Cominciò a piangere non appena sentì il bambino agitarsi, scalciare dentro la sua pancia. Lanciò un urlo disperato, consapevole del fatto che nessuno l'avrebbe aiutata; era ancora china verso il pavimento con l'odore del vomito che impregnava l'aria e le faceva schifo. Uscì con fatica dalla stanza, tutte e due le mani sulla schiena mentre si trascinava verso la cucina.
Portava in grembo un maschio, l'aveva scoperto da poco. Durante l'ecografia aveva sentito il battito del bambino, l'aveva visto ed aveva osservato una sua manina spingere contro la sua pancia; per altre donne queste immagini sono commoventi, ma a lei non fece né caldo né freddo.

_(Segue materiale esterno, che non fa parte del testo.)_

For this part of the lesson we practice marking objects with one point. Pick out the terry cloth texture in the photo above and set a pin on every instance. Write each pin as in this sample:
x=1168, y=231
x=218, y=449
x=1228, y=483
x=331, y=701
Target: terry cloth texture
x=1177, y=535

Al suo fianco aveva Giorgio, con un sorriso di circostanza che le stringeva la mano, i suoi occhi verdi guardavano lo schermo assenti perché con la testa, lui, era altrove. Molto lontano da quella situazione e molto vicino ad Alice. Bea lo sapeva, lo sapeva da sempre e per questo odiava così tanto il bambino. Per questo voleva abortire.
Aveva entrambe le mani poggiate sulla base schiena per sorreggerla. Eppure nei film, nella realtà, si vedevano le mamme con una mano sulla schiena ed una sulla pancia: con quella sulla schiena cercavano di alleviare il proprio dolore e con quella sulla pancia cercavano di proteggere il bambino.

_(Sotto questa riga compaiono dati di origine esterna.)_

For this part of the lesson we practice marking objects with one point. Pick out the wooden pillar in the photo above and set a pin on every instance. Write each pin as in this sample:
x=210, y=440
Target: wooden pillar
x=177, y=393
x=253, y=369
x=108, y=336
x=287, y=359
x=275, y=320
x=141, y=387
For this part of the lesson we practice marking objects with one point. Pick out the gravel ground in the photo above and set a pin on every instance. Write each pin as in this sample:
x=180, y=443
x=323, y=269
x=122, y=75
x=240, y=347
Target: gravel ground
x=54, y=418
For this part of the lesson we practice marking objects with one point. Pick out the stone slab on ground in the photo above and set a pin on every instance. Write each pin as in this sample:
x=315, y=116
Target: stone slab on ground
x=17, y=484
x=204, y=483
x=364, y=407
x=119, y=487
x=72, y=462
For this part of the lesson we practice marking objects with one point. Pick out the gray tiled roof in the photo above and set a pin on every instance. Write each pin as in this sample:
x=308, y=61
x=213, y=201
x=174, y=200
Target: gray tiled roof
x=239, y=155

Si accasciò sul pavimento, pianse tutte le sue lacrime perché non si sentiva madre, non aveva il minimo istinto materno e non riusciva a capire cosa avesse di sbagliato. Stette per mezz'ora sul pavimento freddo, poi un conato di vomito arrivò e cercò di alzarsi il più velocemente possibile per raggiungere il bagno ma non ci riuscì. Si inginocchiò a due metri dalla porta di quest'ultimo e vomitò ancora; aveva un sapore disgustoso in bocca e l'odore quella volta era più forte, più acre, si sentiva quanto avesse bevuto la sera precedente.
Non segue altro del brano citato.